- Born: 1912 Padangtegal, Ubud
- Died: 1992 (aged 79–80)
- Known for: Painter

= Anak Agung Gde Sobrat =

Indonesian painter (1912 - 1992)

Anak Agung Gde Sobrat (1912–1992) was a painter in Indonesia.

== Biography ==

===Early life===
Sobrat was the son of an aristocratic family from the town of Padangtegal in Ubud. Prior to World War II, he was also known as I Dewa Sobrat.
As a child, he was exposed to various forms of art such as shadow puppet performances and sacred dances at the village's temples. He learned to make shadow puppets from his grandfather. This became the basis for his skillful depiction of the Ramayana and Mahabharata in his early paintings.

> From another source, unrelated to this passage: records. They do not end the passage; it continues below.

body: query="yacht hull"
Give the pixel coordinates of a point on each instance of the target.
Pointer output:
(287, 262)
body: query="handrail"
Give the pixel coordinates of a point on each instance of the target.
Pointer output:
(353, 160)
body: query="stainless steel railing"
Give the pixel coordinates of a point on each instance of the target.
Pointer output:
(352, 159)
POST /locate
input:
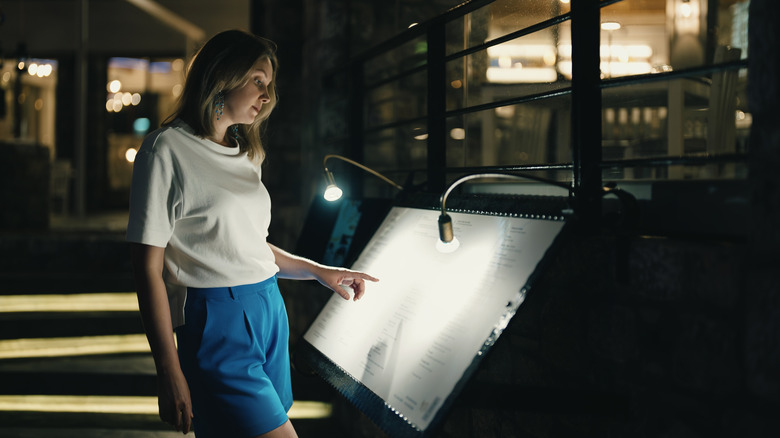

===Influence of Walter Spies===
Sobrat and his neighbor Anak Agung Gde Meregeg were the first two artists in Padangtegal to meet Walter Spies, at the end of the 1920s. Spies was a German artist who together with Rudolf Bonnet was thought to be the agent of change for the modernization of Balinese art.
Sobrat worked and lived with Spies for a year.
Spies' influence can be seen in his early works, particularly those with split or double horizons. He learned western style painting from Spies and Rudolf Bonnet. In the early 1930s, Bonnet considered him to be the most talented Balinese artist of the period for his drawing skill, color composition and his versatility. It is from Bonnet that he learned portraiture.

From 1957 and 1959 Sobrat taught at the Academy of Fine Arts in Yogyakarta.

== Works ==
In his early career, before 1930, Sobrat produced mainly Wayang (shadow style) paintings. Some of his early works can be found in the Museum Puri Lukisan in Ubud, Bali, Indonesia. Sobrat produced many portraits, mostly of his daughter.

== Reception ==

Bonnet once wrote that Anak Agung Gde Sobrat was the most talented artist in Bali. His works can be found in several museums throughout the world: Bali Museum; Museum Puri Lukisan - Ubud, Bali; Rijksmuseum voor Volkenkunde - Leiden; and Tropenmuseum - Amsterdam. In Bali, his pre-war and modern works can be viewed at the Puri Lukisan Museum.